Gastroenterology Coding Alert

You Be the Expert:

Update Your Software to Prevent Viruses

Question: During an ERCP, the gastroenterologist made numerous attempts with the catheter tip and with the guidewire, all of which failed. Then he used the standard Hydratome™, (or similar special sphinteratome) but over the course of an hour, the physician did not perform a single direct cannulation of either the common bile duct or pancreatic duct, nor did he insert the wire or contrast. What modifier should I use for this?

Codify Subscriber

Answer: During an ERCP (endoscopic retrograde cholangiopancreatography), visualization of the bileducts and the pancreatic ducts is an integral part of the standard procedure. If your gastroenterologist runs into problems visualizing any of the ducts (bile and pancreatic), he has performed an incomplete procedure.
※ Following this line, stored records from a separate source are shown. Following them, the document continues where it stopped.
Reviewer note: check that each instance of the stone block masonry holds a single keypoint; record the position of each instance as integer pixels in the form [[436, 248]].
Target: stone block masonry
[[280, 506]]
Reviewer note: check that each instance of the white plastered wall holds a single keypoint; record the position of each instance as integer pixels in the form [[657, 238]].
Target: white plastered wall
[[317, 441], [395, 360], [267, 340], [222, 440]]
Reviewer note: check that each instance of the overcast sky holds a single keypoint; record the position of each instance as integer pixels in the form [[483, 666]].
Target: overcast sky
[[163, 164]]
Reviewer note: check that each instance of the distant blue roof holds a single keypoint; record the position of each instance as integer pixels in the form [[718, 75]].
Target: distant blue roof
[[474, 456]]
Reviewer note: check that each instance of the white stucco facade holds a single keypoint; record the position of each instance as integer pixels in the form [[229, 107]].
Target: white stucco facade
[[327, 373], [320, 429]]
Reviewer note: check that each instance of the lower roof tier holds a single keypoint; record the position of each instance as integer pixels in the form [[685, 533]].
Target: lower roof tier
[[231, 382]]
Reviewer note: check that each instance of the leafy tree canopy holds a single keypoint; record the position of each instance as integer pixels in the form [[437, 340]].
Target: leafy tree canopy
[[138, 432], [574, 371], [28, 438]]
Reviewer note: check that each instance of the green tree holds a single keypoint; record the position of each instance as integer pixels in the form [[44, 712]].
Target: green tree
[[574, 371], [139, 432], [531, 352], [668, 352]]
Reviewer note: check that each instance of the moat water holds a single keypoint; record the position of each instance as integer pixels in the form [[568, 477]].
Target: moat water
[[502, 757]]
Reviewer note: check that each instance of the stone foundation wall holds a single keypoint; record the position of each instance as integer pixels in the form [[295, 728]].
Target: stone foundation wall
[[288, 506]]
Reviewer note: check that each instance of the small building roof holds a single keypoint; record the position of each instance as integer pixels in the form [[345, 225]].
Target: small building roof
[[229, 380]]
In the case of many endoscopic procedures, when incomplete/reduced or discontinued, there are modifiers 52 (Reduced services) and 53 (Discontinued procedure), respectively, that may be applied. However, in the case of ERCP, there is a clear instruction in the CPT® introduction to the ERCP section that states, “To report ERCP attempted but with unsuccessful cannulation of any ductal system, see 43235-43259, 43266, 43270.” This means that only an esophagogastroduodenoscopy procedure was performed, for which you would report 43235 (Esophagogastroduodenoscopy, flexible, transoral; diagnostic, including collection of specimen[s] by brushing or washing, when performed [separate procedure]) if no biopsies or other therapeutic procedures were performed. Thus, a failed ERCP is not only time-intensive but also is paid at a significantly lower level.